The first element makes clear that if mass deportation does occur, a material issue to determine will be whether or not there were coercive acts by Israel’s military forces to compel Palestinians in Gaza – where they are lawfully present – to be externally displaced. A preliminary assessment of Israel’s conduct of hostilities to this date would reveal a horrendous scope of plainly coercive acts:
- Unlawful mass killings of civilians in Gaza on a rapid and large-scale. Over 14,500 fatalities are reported to be killed, including about 6,000 children and 4,000 women, since 7 October. 1,384 families have had multiple members killed. There has been no revision in Israel’s military targeting policy despite overwhelming evidence that targeted attacks against presumptive civilian objects, including homes, shelters and hospitals, are disproportionate.
- Intentional infliction of acts causing great suffering, or serious injury to body or to mental or physical health. Hospitals in Gaza have reported large number of patients – including women, children and the elderly – with catastrophic injuries. The psychological trauma caused by the conduct of Israel’s military is certain to be severe for the civilian population.
- The near-total siege on Gaza. This clearly violates the prohibition of starvation under international humanitarian law (IHL) and is a coercive act against the civilian population.
- The deliberate, organised, targeted, and widespread destruction of homes and other civilian property by air, land and sea. This clearly appears to violate the key IHL principles of distinction, proportionality and precautions in attack, and is a coercive act against the civilian population. It is rendering populated areas of Gaza to be unliveable.
The existence of these coercive acts is compelling evidence to support the assertion that an externally displaced Palestinian could not be said to have exercised a genuine choice to leave Gaza. Rather, a fleeing of Palestinian civilians out of Gaza would be the result of a multitude of clearly coercive acts by Israel’s military forces, approved at the highest levels of Israel’s leadership.

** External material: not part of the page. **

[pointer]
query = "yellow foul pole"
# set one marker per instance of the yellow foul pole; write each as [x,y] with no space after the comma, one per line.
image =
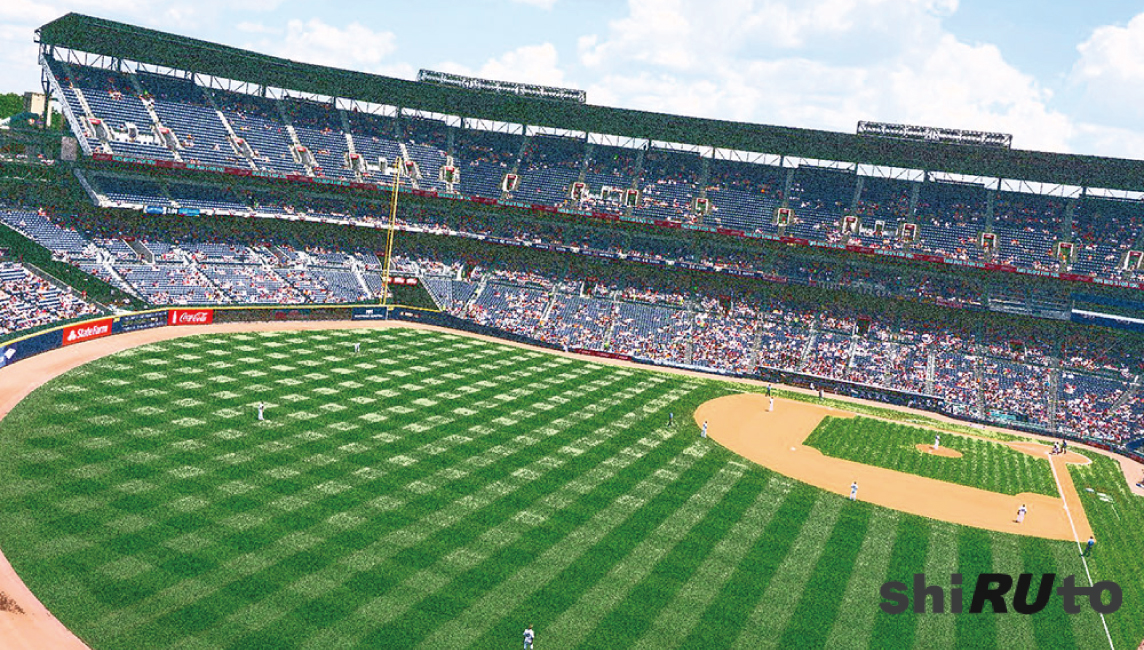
[389,239]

In terms of substantiating the fourth and fifth elements of the crime against humanity of deportation, it clearly appears that if external displacement of Palestinians from Gaza does occur, it would have been committed as part of a widespread and systematic attack directed against a civilian population. The above outline of the key components of Israel’s massive and organised military response in Gaza since 7 October, horrifically impacting the entire Palestinian civilian population, provide a cogent basis to confidently make this preliminary summary assessment.
While international law permits displacement in limited circumstances where it is necessary for the “security of the population” or “imperative military reasons”, the range and scale of coercive acts by Israel’s military against Gaza’s civilian population strongly indicates that a prospective mass deportation of Palestinian civilians could not be credibly justified on these specific narrow grounds.
LPHR submits that if the foreseeable mass deportation of Gaza’s civilian population does transpire, it would be a serious violation of international humanitarian law and appear to fit the legal criteria to constitute the crime against humanity of deportation. Crimes against humanity are among the gravest crimes under international law and demands legal accountability for its perpetrators.
All necessary diplomatic efforts must be exercised to ensure this gross violation of international humanitarian and criminal law does not materialise. This means effecting an immediate ceasefire. Otherwise, the trajectory of these hostilities is threateningly set towards an enduring catastrophe: the indefinite displacement en masse of Gaza’s civilian population outside of Palestinian territory.